The Health-Care Cost of Weight Bias
At a recent obesity medicine conference, Fatima Cody Stanford was approached by a colleague who said she’d always been standoffish around Stanford and wanted to explain why. When they were five years old, she said, taking a dance class together, Stanford had told her she was fat.
“Part of me died inside. I see myself as an ally for those with overweight and obesity, and I influenced her whole life by my comment,” said Stanford, the keynote speaker on weight bias and health at the third annual Breaking the Silence symposium, held March 29 on the Boston Health Sciences campus.
“We don’t realize what we’re saying can have huge implications for how people carry out their lives,” said Stanford, an obesity medicine physician at the Massachusetts General Hospital’s Weight Center.

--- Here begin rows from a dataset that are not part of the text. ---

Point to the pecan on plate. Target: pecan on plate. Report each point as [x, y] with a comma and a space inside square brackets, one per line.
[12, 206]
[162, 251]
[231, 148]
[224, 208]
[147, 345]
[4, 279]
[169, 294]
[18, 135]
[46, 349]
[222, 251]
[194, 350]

That lesson informed her talk, using the terms “people with overweight” and “people with obesity” instead of “overweight people” or “obese people.” “Stating ‘obese person’ sets up a stigma before you begin the conversation,” she said.
Stanford listed the many factors that contribute to a person’s body weight—from the gut microbiome and the hunger response to the quality of available food, weight gain-inducing drugs, and environmental toxins. “We spend all our time focusing on the biological factor, but there are others,” Stanford said.
Weight bias is pervasive in our society, she said, citing an article saying that people associate the image of an obese person with adjectives such as “lazy,” “undisciplined,” and “careless.” She also told the audience about a young female patient with severe obesity—her BMI was 56—who applied for a job at a Boston retailer and was immediately rejected; a few years later, after she had gotten her BMI down to 27, and she applied again. “She had no additional training or schooling, and she was hired within twenty seconds of starting the interview,” Stanford said.
Examining when and how weight bias develops, Stanford pointed to a study revealing that infants whose mothers prefer images of leaner people versus people with overweight pick up that preference themselves. She also discussed how weight bias leads to negative health outcomes, citing a study that followed a group of boys ages seven to eleven who developed conduct and emotional problems and restrained eating behaviors after being teased about their weight. Another study showed that those who experience weight stigma suffer higher rates of stress, depression, low self-esteem, and substance abuse.
Turning her focus to the health-care field, she said weight bias is less common among health-care practitioners than the general public, but is still pervasive. Studies have shown that although implicit (or unintentional) weight bias has been going down among students at forty-nine medical schools surveyed in recent years, explicit weight bias has been going up. “We aren’t doing as well as we’d like to think we’re doing,” she said.
And medical students receive little training about obesity, she added. To prove her point, she asked how many people had heard of Behçet’s disease, a rare disorder—many hands went up. Then she asked how to treat obesity—far fewer hands went up. “Which one should we really be learning about?” she asked. “We suck—that’s my professional wording—at obesity education.”
Weight bias harbored by health-care practitioners can be particularly damaging, Stanford said. “You go into the office, you have no place to sit, the blood pressure cuff doesn’t fit your arm, someone is snickering behind the desk when you come in and get weighed—it all sends cues that you don’t belong here,” Stanford said. “So you avoid and mistrust the provider and staff, you don’t want to adhere to their recommendations, you don’t want to communicate because you don’t feel comfortable.”
What can be done about weight bias in the health-care field? “There needs to be more training at the undergraduate medical education level. Then there need to be residencies,” Stanford said.
It’s also important to look at the bigger picture, Stanford said. In response to a question from Linda Hudson, assistant professor of public health and community medicine at Tufts School of Medicine, she said there is “significant synergy” between medicine and public health on this issue. “One of the best strategies for targeting obesity is fetal programming. If we target moms and dads pre-conception, that means we have to target the whole population,” Stanford said. “But that’s not the conversation we’re having.”
Finally, Stanford said, physicians and other health-care professionals need to learn to talk sensitively to patients about managing their weight. Joyce Sackey, dean for multicultural affairs and global health at the School of Medicine, brought up a situation handled poorly by a resident at another medical school in the past. A patient came in with knee pain, and the resident began to lecture her about managing her obesity. “Her agenda was not addressed, and she felt insulted,” Sackey said.
Others have suggested that weight shouldn’t be brought up at all—a student in Friedman School’s biochemical and molecular nutrition program brought up the “health at every size” movement, asking whether the focus should instead be on lifestyle and behaviors.
Stanford pushed back. “We do have to recognize obesity is a disease and treat it as such, and ‘health at every size’ sometimes does counteract that process,” she said. The resident who lectured the patient about her obesity was right to bring up the issue—it’s the approach that could use work.
Most residents, and most health-care professionals, could stand to do some of that work, Stanford said. “People see obesity as an accusatory thing, accusing someone of doing something wrong,” she said. “Maybe there’s a way to approach them potentially in a loving and respectful way about obesity.”